We’re seeing this exact sentiment in the growing “Indie Web” movement, which is a distributist movement without knowing it. They’ve realized the downsides of prioritizing access over ownership on the Internet — the danger of relying on big businesses like Facebook and Twitter. Facebook provides access to social networks and a publishing platform, but not ownership. What happens when they make it hard or impossible to search your past photos, links and statuses? What happens when they change their privacy rules? What happens when they eventually shut down? Answer: you live with whatever decisions they make, with no recourse.

[W]hen we use centralized services like social media sites, however helpful and convenient they may be, we are handing over ultimate control to third parties that profit from our work, material that exists on their sites only as long as they allow.

…Amber Case, one of the Indie Web creators, was drawn to it because the Web had become “a claustrophobic space where all I could do was consume, with barriers to building and owning.” She saw a new generation of Internet users who’d never registered a domain name, and weren’t even aware of what was possible.

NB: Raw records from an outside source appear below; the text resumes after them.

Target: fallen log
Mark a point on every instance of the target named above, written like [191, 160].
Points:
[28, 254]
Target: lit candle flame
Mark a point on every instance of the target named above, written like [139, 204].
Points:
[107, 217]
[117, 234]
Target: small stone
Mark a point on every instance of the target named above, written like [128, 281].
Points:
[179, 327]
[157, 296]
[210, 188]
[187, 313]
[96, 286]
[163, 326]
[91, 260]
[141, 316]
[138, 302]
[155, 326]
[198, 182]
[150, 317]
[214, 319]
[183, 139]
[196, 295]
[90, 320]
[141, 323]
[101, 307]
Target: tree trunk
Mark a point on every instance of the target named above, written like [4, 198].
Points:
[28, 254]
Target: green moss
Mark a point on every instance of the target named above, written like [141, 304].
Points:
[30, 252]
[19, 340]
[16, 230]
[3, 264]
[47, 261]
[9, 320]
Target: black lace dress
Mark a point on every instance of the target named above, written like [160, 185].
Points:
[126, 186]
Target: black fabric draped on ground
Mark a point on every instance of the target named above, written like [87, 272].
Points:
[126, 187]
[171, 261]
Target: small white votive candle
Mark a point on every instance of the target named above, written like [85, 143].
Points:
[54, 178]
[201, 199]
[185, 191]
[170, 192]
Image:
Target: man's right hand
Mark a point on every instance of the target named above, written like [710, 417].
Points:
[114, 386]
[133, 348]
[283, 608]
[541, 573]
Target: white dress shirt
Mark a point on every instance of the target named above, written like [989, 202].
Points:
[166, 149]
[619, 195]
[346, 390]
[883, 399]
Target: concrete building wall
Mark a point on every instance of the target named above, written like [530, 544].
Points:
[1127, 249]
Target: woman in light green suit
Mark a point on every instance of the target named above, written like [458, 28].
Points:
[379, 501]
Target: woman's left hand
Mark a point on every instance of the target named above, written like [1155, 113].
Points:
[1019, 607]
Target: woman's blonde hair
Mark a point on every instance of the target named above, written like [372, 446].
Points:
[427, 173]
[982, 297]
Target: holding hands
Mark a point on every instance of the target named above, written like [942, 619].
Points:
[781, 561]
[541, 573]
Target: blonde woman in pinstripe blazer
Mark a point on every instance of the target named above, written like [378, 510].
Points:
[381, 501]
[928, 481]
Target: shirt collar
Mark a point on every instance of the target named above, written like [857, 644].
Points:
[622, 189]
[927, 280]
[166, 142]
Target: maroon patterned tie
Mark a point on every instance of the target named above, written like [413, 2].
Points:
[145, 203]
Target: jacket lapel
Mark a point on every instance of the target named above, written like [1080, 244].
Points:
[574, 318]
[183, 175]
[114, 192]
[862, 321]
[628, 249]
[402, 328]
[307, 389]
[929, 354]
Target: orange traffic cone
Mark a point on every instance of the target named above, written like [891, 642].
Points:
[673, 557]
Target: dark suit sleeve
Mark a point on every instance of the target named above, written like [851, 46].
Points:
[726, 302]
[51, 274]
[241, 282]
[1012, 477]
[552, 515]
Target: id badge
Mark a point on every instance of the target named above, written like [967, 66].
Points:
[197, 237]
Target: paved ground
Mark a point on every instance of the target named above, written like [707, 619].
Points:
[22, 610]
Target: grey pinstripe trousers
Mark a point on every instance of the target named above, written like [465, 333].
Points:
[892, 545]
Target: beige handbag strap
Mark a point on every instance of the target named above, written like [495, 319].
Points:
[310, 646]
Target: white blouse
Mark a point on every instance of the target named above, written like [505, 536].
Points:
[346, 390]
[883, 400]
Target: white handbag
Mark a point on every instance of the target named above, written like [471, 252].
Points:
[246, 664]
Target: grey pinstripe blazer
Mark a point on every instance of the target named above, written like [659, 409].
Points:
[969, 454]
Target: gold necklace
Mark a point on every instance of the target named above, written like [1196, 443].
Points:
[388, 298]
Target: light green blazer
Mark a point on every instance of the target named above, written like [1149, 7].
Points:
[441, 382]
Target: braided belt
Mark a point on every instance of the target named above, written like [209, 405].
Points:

— Dan Gillmor, Why the Indie Web Movement is so important

The Indie Web movement aims to make it easy for people to set up their own domain names and servers, and to use them to interact and publish in the same ways we do on Facebook and Twitter — without ceding ownership of their data. This way, your data is completely under your control, and you have the ability to publish things that will never be taken offline until you decide to take them offline. No one is selling it to advertisers, no third party is making decisions about how it looks or what people see. And you now have the ability to back up your data, so it won’t be lost when a company shuts down their service.

Looking through the lens of property rights, and fostering a culture that values property, has two additional benefits. First, it solves the problem of privacy on the web. “Privacy policies” have never and will never be a solution to securing online privacy. Fundamentally, the whole idea of a “privacy policy” is predicated on the user ceding ownership of their data, and their ultimate purpose is to protect service providers from liability for doing whatever the heck they want with that data. They’re also unenforceable, and can be changed at will. But when you own your data and the tools that make use of it, the “privacy policy” is whatever you say it is, full stop.

Finally, small properties tend be humanized and beautiful spaces, and web properties are no exception. Frank Chimero illustrates this beautifully:

Have you ever visited an architect’s house, one they designed themselves? It’s fun to walk through it with them. They have so many things, arranged so thoughtfully, and share the space with such pride because of the personal reflection the house required to design (not to mention the effort it took to build). It’s really quite special. I think there’s a pleasure to having everything under one roof. You feel together, all of you at once. In a way, building your own house is the ultimate project for a creative person: you’re making a home for what you think is important, done in the way you think is best.

But the web right now is a house divided: a silo for each little thing that you make. As I look back at how I’ve used the internet this year, I’ve come to realize it’s not sustainable for me to continue this way. Hosting my things all over the place is fatiguing, never mind attempting to keep track of everyone in multiple places.